At block 404, the accelerator unit determines the state of one or more compute units in the accelerator unit. For example, the accelerator unit (such as the accelerator unit 200 of FIG. 2) monitors the state of the compute units (such as the compute units 208 of FIG. 2). This monitoring may, for example, include determining whether the compute unit is in a fully occupied state, idle state, or underutilized state. The fully occupied state, for example, indicates that the compute unit's resources (e.g., LDS or data cache) are currently being used to execute one or more other workgroups, which indicates that the resources currently cannot be reconfigured to support the execution of a current workgroup. The underutilized state, for example, indicates that while the compute unit's resources are currently being used to execute one or more other workgroups, the compute unit has sufficient bandwidth to accommodate the execution of an additional workgroup and (potentially) reconfigure its resources (e.g., LDS or first level cache) to accommodate the additional workgroup (e.g., as long as the reconfiguration does not interfere with the currently executing workgroup).

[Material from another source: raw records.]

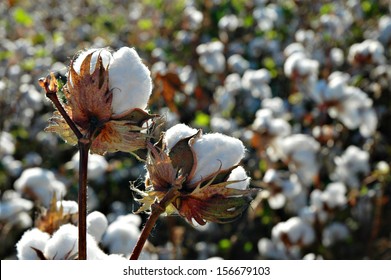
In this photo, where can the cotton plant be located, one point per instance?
(367, 52)
(281, 188)
(288, 240)
(62, 245)
(268, 131)
(303, 71)
(106, 96)
(97, 165)
(14, 209)
(121, 237)
(299, 152)
(349, 104)
(41, 185)
(55, 235)
(211, 57)
(334, 233)
(257, 82)
(351, 166)
(197, 176)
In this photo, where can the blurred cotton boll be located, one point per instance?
(296, 230)
(333, 233)
(33, 238)
(121, 236)
(7, 144)
(351, 166)
(12, 205)
(257, 82)
(63, 245)
(211, 57)
(41, 184)
(97, 165)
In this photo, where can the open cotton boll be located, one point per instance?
(103, 53)
(239, 174)
(10, 208)
(41, 184)
(216, 151)
(7, 143)
(176, 133)
(96, 225)
(33, 238)
(130, 81)
(97, 165)
(121, 237)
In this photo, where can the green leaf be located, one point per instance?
(201, 119)
(22, 17)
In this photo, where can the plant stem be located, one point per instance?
(157, 209)
(50, 86)
(84, 147)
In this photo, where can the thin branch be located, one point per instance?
(84, 147)
(49, 84)
(157, 209)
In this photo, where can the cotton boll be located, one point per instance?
(7, 143)
(177, 133)
(97, 165)
(333, 233)
(64, 245)
(103, 53)
(211, 152)
(69, 206)
(239, 174)
(121, 237)
(33, 238)
(238, 64)
(130, 81)
(41, 183)
(130, 219)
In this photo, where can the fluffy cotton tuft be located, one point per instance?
(41, 183)
(130, 80)
(216, 151)
(64, 245)
(176, 133)
(121, 237)
(33, 238)
(239, 174)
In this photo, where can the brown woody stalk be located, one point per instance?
(157, 209)
(84, 144)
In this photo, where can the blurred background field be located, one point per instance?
(305, 85)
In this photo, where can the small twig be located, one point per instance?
(84, 147)
(49, 84)
(157, 209)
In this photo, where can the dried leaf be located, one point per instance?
(58, 125)
(135, 116)
(183, 157)
(117, 136)
(88, 94)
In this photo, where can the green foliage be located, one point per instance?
(22, 17)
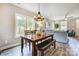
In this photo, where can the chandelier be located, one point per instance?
(38, 17)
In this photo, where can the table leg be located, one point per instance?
(34, 50)
(22, 45)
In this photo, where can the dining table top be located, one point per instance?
(35, 38)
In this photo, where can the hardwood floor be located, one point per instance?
(72, 47)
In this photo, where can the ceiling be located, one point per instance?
(53, 11)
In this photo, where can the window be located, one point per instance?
(30, 23)
(63, 25)
(20, 24)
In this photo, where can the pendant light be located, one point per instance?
(38, 17)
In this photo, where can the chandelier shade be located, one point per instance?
(38, 17)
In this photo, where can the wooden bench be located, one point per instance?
(44, 45)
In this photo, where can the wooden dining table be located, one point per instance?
(33, 39)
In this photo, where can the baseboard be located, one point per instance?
(9, 46)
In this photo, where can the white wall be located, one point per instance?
(7, 23)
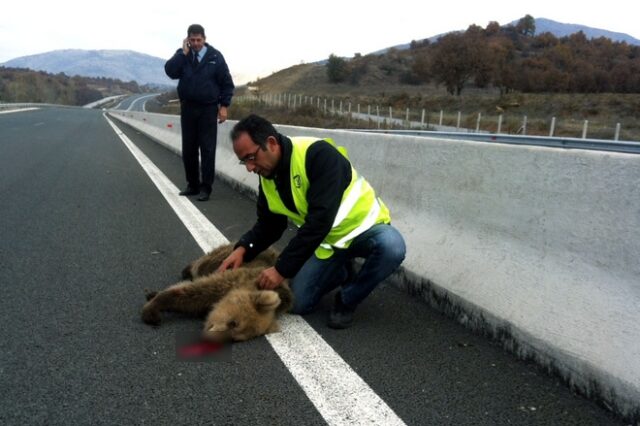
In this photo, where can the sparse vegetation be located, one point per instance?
(23, 85)
(505, 70)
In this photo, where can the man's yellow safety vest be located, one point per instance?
(359, 210)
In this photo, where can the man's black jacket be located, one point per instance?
(207, 83)
(329, 174)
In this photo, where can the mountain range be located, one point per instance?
(127, 65)
(544, 25)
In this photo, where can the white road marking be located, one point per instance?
(18, 110)
(205, 234)
(337, 392)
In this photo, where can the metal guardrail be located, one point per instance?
(629, 147)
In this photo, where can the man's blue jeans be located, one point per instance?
(383, 250)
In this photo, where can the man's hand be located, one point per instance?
(269, 279)
(234, 260)
(185, 46)
(222, 114)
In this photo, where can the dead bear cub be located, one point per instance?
(237, 309)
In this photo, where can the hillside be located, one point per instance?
(124, 65)
(20, 85)
(487, 60)
(558, 29)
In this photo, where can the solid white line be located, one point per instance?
(337, 392)
(206, 235)
(17, 110)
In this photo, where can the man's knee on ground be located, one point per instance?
(301, 308)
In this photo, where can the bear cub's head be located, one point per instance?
(242, 314)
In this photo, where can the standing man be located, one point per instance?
(205, 90)
(338, 215)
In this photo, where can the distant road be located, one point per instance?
(135, 102)
(85, 231)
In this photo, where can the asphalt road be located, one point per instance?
(84, 231)
(135, 102)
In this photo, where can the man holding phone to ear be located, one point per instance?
(205, 89)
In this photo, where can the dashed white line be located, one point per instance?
(18, 110)
(337, 392)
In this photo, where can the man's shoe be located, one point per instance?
(189, 190)
(203, 195)
(341, 315)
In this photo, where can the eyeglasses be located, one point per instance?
(249, 157)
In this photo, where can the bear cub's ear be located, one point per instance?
(265, 300)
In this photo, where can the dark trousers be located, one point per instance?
(199, 136)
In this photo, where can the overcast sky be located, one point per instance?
(260, 37)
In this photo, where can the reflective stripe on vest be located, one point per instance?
(359, 209)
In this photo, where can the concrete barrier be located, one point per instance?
(538, 247)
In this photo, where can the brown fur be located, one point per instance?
(238, 309)
(210, 262)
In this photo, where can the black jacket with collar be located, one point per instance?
(207, 83)
(329, 174)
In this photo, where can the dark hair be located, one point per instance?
(195, 29)
(258, 129)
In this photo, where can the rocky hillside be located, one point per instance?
(124, 65)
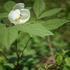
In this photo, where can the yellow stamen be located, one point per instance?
(18, 18)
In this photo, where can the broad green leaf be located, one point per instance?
(50, 12)
(34, 29)
(65, 68)
(54, 23)
(39, 7)
(4, 15)
(1, 26)
(29, 8)
(9, 5)
(59, 59)
(8, 36)
(67, 60)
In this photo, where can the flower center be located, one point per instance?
(18, 18)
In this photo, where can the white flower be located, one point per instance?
(19, 15)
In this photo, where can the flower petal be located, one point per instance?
(19, 6)
(25, 15)
(10, 16)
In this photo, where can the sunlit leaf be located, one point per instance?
(54, 23)
(9, 5)
(3, 15)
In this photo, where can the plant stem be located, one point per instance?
(50, 46)
(16, 49)
(7, 58)
(24, 47)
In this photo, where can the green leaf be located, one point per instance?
(34, 29)
(8, 36)
(39, 7)
(9, 5)
(4, 15)
(54, 23)
(59, 59)
(67, 60)
(41, 68)
(25, 68)
(50, 12)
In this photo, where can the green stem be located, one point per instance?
(24, 47)
(7, 58)
(50, 46)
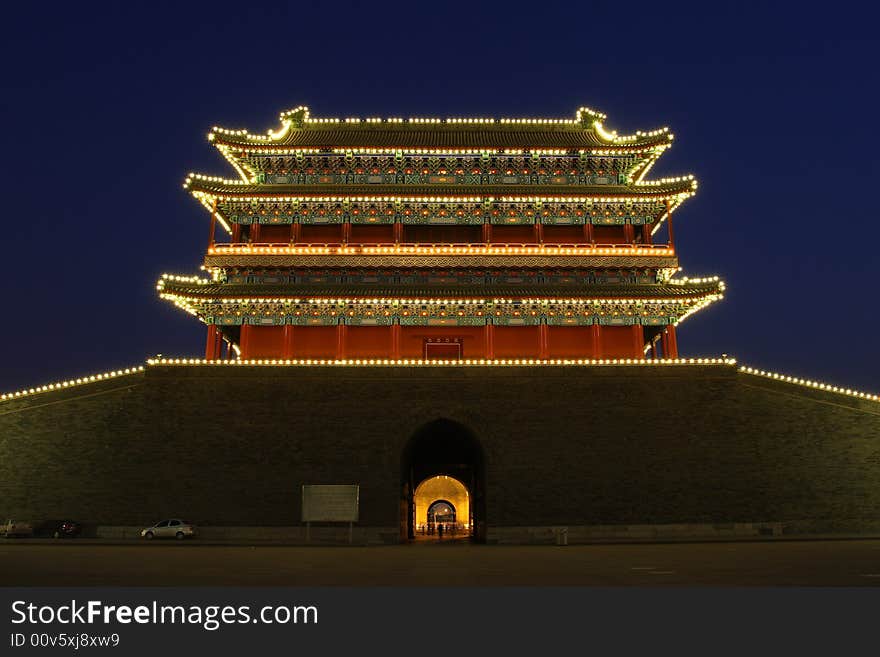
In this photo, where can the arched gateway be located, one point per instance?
(443, 455)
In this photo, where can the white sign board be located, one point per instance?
(331, 503)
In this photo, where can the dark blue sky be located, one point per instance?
(105, 109)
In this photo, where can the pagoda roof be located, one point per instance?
(660, 260)
(300, 130)
(222, 188)
(670, 289)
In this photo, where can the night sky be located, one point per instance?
(105, 109)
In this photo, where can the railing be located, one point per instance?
(420, 248)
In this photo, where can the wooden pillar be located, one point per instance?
(288, 341)
(341, 330)
(596, 340)
(589, 237)
(673, 341)
(213, 224)
(395, 338)
(638, 340)
(669, 224)
(243, 341)
(211, 343)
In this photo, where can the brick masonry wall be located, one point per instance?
(563, 445)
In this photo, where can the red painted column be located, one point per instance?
(588, 233)
(395, 339)
(596, 340)
(340, 340)
(213, 225)
(288, 341)
(673, 341)
(669, 224)
(211, 342)
(638, 341)
(243, 341)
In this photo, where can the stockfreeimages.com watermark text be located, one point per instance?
(208, 617)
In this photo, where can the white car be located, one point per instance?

The idle state, for example, indicates that the compute unit is currently not being used.

At block 406, the accelerator unit determines a memory configuration requirement of one or more workgroups from the instruction received at 402. In some embodiments, to determine the memory configuration requirement, the scheduling circuitry 206 (or alternatively, the command processor 202 or the front-end circuitry 204) reads a programmer hint provided in the instruction received at 402. The hint, for example, may include a preference for a particular allocation of shared memory (such as the LDS 222 of FIG. 2), a first level cache (such as the data cache 226 of FIG. 2), or both. In another example, the hint may be a requirement for a particular allocation of a shared memory, a first level cache, or both. In some embodiments, the memory configuration requirement is based on runtime statistics and performance data of the compute units. For example, the runtime statistics and performance data of the compute units include accelerator unit occupancy data and an average workgroup runtime (or execution time).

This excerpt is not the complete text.